1. Field of the Invention
The present invention relates to a Plasma Display Panel (PDP), and more particularly, to a flat PDP in which an image is displayed using light generated by ultraviolet rays generated in a discharge space by supplying a predetermined voltage to opposing electrodes arranged between opposing substrates when a discharge gas fills a space formed between the opposing substrates.
2. Description of the Related Art
PDP flat display devices show promise as next generation display devices due to their high image quality, compact dimensions, light weight, wide viewing angle, and relatively simple manufacturing process even for large screen sizes.
Current types of PDPs include Alternating Current (AC) PDPs, Direct Current (DC) PDPs, and hybrid PDPs. AC PDPs and DC PDPs can be either face discharge PDPs or surface discharge PDPs according to their structure.
DC PDPs have a structure in-which all of the electrodes are exposed in a discharge space, and charges directly migrate between corresponding electrodes. AC PDPs have a structure in which at least one electrode is covered by a dielectric layer, and charges do not move directly between the corresponding electrodes but rather a discharge is generated by wall charges.
Recently, AC PDPs, especially those having a three-electrode surface discharge structure, have been used to avoid the problem of electrode damage in DC PDPs due to the direct migration of charges between electrodes.
In an AC three-electrode surface discharge PDP, such as that discussed in U.S. Pat. No. 6,753,645, an AC three-electrode surface discharge PDP includes a front panel and rear panel.
The rear panel includes address electrodes that generate an address discharge, a rear dielectric layer that covers the address electrodes, a plurality of barrier ribs that define discharge cells, a phosphor layer coated onto both the side walls of the barrier ribs and the rear panel between the barrier ribs.

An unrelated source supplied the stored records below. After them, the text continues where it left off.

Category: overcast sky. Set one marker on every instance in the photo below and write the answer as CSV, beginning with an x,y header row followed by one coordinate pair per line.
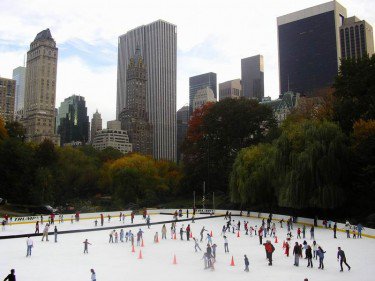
x,y
212,35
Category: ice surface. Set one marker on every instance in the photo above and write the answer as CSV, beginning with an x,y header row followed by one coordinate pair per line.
x,y
65,260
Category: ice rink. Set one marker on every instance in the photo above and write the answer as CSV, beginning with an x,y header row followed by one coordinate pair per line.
x,y
65,260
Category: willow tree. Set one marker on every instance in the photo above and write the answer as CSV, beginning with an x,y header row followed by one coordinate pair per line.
x,y
312,160
252,180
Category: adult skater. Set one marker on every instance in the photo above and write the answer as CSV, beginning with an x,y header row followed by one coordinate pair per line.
x,y
11,276
45,232
29,244
93,275
342,258
196,245
164,232
226,249
269,251
55,232
246,260
86,246
309,256
320,253
297,253
334,230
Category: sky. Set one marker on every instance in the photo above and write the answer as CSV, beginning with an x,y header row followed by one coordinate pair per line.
x,y
212,36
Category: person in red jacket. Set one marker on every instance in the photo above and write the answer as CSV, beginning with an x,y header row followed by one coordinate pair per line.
x,y
269,251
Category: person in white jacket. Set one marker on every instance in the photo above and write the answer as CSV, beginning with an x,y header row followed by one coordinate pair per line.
x,y
30,244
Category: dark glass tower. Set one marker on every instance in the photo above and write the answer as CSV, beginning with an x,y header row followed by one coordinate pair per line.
x,y
73,122
309,48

The front panel, facing the rear panel, includes X and Y electrodes that generate a sustain discharge, a front dielectric layer that covers the X and Y electrodes, and a protective layer. The X electrode can include a transparent X electrode, and a bus X electrode on one side of the transparent X electrode to avoid a voltage loss in the transparent X electrode. The Y electrode can include a corresponding transparent Y electrode and bus Y electrode.
However, in the PDP, visible light is generated in the discharge space and must pass through the transparent X electrode, the bus X electrode, the transparent Y electrode, the bus Y electrode, the front dielectric layer, and the protective layer, formed on the front panel. This reduces the transmittance of the visible light to approximately 60%.
Also, in the surface discharge PDP, electrodes that generate discharge are formed on the upper surface of the discharge space, that is, the inner surface of the front panel. For this reason, the discharge begins at the inner surface of the front panel and diffuses into the discharge space, thereby reducing the light emission efficiency.
Furthermore, in the surface discharge PDP, permanent latent images can form due to the sputtering of charged ions of the discharge gas by the electric field to the phosphor layer after long hours of operation.